Andreas Gottlieb skizzierte daraufhin seinen Lebenslauf: 1941 in Dresden kam er auf die Welt inmitten der Kriegswirren. Seine Familie floh nach der Bombennacht in Dresden nach Weimar. Dort hatte sie sich in der Nachkriegszeit eingelebt; der Vater wirkte auch als Bürgermeister der Stadt. Als Liberaler wurde er aber in der damaligen DDR nicht lange geduldet, er wurde angehalten, sich nach Berlin abzusetzen. Mit einem so genannten Rosinenbomber flogen sie schließlich nach Wiesbaden aus.
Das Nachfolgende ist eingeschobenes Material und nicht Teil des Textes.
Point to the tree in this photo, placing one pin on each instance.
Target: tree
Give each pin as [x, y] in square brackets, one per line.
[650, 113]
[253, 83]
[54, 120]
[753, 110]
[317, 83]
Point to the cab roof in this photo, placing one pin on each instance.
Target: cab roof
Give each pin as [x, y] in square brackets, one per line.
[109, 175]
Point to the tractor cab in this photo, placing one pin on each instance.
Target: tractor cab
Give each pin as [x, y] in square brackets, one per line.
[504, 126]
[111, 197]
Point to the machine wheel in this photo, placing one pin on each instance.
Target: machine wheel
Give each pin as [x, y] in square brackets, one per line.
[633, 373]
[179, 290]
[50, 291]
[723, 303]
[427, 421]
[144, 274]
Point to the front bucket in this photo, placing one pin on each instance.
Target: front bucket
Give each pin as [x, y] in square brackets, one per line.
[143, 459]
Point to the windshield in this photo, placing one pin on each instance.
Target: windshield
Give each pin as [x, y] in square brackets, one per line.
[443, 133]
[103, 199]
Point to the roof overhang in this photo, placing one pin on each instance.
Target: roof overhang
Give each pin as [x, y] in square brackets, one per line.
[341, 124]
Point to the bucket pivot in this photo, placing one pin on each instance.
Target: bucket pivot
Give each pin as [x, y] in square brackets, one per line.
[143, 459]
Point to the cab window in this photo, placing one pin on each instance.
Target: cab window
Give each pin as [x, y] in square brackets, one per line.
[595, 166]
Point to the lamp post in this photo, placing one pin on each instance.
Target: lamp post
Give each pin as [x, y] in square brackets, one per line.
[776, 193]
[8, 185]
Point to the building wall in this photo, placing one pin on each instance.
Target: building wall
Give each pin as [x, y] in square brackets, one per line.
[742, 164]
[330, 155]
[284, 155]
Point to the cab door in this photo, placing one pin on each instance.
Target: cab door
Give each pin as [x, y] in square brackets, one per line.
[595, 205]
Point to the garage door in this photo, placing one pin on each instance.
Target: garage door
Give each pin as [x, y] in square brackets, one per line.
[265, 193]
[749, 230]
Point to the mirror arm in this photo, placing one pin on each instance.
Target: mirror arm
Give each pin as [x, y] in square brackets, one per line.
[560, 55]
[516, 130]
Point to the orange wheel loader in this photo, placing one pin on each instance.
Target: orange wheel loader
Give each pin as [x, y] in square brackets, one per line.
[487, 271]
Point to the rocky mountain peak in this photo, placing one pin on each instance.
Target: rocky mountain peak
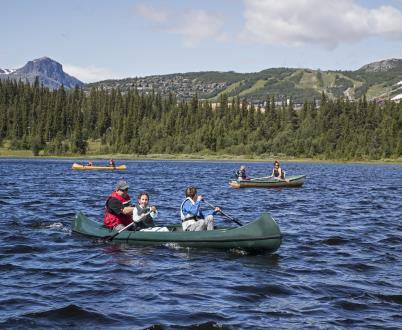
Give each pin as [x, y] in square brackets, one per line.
[49, 72]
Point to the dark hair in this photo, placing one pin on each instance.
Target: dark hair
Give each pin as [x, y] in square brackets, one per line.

Andreas Gottlieb selbst hat in München studiert, arbeitete aber dann vor allem in Berlin. Als Vorsitzender der Architektenvereinigung Deutschlands ist er viel in der Welt herumgekommen. Südtirol hatte er bereits in seiner Kind- und Jugendzeit durch mehrere Ferienaufenthalte kennen und schätzen gelernt. Nach wie vor ist für ihn Südtirol einer der schönsten Flecke der Welt. Weil es ihm hier am besten gefällt, hat er sich nun schon seit 10 Jahren definitiv bei uns niedergelassen. Seine zweite Frau lernte er vor sieben Jahren bei einer Wanderung in Südtirol mit Reinhold Messner kennen; ein weiteres wichtiges Ereignis, das ihn an unser Land bindet.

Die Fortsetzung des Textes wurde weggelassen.